For non-SERIALIZABLE isolation there may be no such "time at which the database claims all reads and writes occurred atomically", which is how I took the rest of the post to mean when running with SERIALIZABLE isolation.

transactional•1y ago
(Hi! Post author here.)

It is written with a lean towards serializable, partly because there's a wide variety of easy examples to pull which all implement serializable, but the ideas mostly extend to non-serializable as well. Non-serializable but still MVCC will also place all of their writes as having happened at a single commit timestamp, they just don't try to serialize the reads there, and that's fine. When looking at non-serializable not MVCC databases, it's still useful to just try to answer how the system does each of the four parts in isolation. Maybe I should have been more direct that you're welcome to bend/break the mental model in whatever ways are helpful to understand some database.

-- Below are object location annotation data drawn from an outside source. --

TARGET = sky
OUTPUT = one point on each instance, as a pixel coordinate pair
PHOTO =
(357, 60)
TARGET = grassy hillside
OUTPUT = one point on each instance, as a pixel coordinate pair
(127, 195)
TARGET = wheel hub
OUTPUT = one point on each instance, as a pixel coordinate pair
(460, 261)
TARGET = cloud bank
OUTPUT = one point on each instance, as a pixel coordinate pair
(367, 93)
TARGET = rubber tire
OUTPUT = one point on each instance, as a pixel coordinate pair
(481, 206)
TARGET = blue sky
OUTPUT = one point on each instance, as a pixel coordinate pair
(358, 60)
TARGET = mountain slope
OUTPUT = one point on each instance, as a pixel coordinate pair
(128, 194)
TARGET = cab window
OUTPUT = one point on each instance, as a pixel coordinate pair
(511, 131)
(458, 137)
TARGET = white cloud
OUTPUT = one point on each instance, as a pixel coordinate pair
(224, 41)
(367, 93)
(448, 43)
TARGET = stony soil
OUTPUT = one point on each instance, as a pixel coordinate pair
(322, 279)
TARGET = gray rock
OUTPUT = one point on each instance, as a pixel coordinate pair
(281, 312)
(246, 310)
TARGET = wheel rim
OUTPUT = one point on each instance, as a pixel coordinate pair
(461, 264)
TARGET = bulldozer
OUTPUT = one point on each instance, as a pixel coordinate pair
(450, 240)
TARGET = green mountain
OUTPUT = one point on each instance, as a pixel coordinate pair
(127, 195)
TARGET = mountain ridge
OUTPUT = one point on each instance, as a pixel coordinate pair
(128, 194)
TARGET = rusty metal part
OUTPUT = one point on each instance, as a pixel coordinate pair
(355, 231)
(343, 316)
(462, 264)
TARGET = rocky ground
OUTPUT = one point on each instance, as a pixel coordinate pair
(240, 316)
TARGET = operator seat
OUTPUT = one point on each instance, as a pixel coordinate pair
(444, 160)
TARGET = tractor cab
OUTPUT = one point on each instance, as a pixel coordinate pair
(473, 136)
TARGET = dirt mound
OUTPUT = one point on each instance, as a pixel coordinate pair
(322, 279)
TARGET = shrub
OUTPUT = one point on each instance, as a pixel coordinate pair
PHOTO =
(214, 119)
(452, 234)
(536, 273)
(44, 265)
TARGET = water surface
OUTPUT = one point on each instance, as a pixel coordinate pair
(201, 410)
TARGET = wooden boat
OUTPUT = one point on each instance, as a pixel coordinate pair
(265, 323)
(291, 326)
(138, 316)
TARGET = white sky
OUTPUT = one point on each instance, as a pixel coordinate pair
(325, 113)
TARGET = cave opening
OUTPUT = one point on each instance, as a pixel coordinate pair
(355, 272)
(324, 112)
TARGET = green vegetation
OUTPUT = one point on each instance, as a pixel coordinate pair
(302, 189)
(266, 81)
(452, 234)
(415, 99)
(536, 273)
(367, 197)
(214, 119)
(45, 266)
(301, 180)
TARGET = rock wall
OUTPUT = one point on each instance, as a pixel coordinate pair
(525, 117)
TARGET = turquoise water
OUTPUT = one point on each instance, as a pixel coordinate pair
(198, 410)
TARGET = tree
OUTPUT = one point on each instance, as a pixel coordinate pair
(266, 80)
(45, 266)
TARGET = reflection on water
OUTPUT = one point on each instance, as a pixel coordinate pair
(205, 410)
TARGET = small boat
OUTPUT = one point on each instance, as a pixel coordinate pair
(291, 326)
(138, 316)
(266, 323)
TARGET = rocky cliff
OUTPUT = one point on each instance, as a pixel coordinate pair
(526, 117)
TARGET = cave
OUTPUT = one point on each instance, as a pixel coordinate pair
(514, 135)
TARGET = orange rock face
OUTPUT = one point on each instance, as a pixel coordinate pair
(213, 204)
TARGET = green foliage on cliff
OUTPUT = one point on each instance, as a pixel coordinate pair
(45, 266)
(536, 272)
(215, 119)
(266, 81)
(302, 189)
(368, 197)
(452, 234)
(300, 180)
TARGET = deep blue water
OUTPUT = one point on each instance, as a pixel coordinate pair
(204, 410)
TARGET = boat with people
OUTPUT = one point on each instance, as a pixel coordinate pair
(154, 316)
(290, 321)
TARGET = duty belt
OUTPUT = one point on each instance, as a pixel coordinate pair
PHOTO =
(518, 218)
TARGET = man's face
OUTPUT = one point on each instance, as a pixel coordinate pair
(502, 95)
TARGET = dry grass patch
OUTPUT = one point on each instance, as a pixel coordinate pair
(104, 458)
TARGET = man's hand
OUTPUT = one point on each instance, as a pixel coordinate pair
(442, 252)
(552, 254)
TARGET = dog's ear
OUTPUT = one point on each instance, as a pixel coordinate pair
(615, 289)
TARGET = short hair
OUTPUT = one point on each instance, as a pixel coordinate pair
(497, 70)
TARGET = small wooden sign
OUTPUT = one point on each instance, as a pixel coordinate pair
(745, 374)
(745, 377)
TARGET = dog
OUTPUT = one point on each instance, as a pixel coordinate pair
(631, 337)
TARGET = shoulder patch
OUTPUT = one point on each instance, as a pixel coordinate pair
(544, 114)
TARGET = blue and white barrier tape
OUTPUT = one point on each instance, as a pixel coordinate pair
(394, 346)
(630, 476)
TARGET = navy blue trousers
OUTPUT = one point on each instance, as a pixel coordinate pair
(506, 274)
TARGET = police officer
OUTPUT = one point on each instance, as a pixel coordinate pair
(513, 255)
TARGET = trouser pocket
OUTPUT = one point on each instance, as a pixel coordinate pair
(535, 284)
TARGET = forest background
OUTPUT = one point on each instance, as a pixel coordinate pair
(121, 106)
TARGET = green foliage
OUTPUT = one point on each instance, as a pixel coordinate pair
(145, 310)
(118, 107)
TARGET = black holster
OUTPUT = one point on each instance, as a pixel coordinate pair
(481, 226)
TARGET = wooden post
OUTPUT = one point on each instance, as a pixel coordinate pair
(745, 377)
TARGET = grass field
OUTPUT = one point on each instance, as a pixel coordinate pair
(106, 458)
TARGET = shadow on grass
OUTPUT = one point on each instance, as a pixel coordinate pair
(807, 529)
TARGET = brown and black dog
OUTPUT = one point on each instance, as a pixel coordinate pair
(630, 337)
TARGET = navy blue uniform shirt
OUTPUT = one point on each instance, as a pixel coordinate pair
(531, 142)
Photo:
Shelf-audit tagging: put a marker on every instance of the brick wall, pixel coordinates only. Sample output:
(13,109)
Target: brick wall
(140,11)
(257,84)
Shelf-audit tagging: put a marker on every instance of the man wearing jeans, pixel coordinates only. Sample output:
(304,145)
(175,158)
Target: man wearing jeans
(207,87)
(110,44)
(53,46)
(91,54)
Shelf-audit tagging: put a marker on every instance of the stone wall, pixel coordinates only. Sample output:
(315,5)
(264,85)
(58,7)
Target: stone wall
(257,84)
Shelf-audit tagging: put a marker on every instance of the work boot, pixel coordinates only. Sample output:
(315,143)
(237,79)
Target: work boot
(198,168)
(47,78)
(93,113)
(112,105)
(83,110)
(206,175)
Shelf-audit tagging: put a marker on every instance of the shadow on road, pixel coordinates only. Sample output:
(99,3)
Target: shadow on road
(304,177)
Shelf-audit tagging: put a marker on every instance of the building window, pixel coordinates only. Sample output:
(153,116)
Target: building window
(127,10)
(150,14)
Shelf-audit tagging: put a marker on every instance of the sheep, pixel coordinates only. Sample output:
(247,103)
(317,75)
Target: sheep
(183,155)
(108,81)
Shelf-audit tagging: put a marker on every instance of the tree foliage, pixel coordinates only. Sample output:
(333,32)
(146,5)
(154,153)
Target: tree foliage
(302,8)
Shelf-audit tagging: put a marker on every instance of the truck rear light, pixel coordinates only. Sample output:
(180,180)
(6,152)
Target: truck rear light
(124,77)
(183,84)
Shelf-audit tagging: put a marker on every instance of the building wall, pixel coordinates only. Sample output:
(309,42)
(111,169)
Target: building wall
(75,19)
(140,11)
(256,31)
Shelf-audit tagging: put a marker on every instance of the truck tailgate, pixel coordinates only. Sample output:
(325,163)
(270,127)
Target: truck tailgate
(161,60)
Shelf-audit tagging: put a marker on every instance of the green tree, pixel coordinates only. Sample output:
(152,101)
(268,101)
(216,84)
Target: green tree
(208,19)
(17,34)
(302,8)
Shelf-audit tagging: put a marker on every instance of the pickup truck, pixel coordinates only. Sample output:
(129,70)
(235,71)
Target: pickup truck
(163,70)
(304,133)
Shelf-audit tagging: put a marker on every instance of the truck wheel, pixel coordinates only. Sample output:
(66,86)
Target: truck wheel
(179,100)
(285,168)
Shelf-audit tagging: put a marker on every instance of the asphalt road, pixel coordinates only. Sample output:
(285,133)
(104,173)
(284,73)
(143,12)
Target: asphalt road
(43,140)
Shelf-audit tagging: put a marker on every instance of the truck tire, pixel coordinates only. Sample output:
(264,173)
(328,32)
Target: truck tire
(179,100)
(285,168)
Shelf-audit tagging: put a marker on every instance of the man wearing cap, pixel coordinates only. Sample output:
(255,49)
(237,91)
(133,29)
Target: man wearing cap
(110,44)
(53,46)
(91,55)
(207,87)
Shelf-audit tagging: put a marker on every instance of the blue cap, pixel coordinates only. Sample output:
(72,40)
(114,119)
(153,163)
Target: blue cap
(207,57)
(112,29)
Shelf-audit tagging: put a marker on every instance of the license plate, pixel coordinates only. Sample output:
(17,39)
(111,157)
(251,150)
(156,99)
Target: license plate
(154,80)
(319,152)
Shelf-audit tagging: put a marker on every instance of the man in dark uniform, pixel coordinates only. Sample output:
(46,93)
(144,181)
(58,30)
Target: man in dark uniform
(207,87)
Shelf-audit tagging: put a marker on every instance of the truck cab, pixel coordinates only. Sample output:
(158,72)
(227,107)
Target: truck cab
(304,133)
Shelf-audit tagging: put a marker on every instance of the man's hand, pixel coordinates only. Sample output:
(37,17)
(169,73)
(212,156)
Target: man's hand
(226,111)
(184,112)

The line specifically about MySQL running at serializable was because it was in the Spanner section, and Spanner is a (strictly) serializable database.

karmakaze•1y ago
Thanks for the clarifications and diagrams. I can see how using something like Spanner from the outset makes sense to use and stick with serializable isolation. With other SQL dbs, I've mostly seen repeatable read, read committed, and even read uncommitted used in the name of performance. Read committed works fine but you have to design everything for it from the start with thoughtful write and read sequences.

Moving to serializable should be easy but isn't in the case of Spanner and the like because you can't make 100+ of sub-millisecond queries to respond to an API request if that's how your app evolved.

The way I imagine the future is to bring the code closer to the data like stored procedures, but maybe in a new way like modern languages compiled to run (and if necessary retry) in a shard of the database.

mjb•1y ago
This is great, really worth reading if you're interested in transactions.

I liked it so much I wrote up how the model applies to Amazon Aurora DSQL at https://brooker.co.za/blog/2025/04/17/decomposing.html It's interesting because of DSQL's distributed nature, and the decoupling between durability and application to storage in our architecture.

maniacalhack0r•1y ago
DSQL is so cool - have been following since the release and once it supports more of the postgres feature set + extensions it’ll be a killer. Fantastic architecture deep dive at ReInvent as well.
pongogogo•1y ago
Hey Mark, I actually found this post via yours so thanks!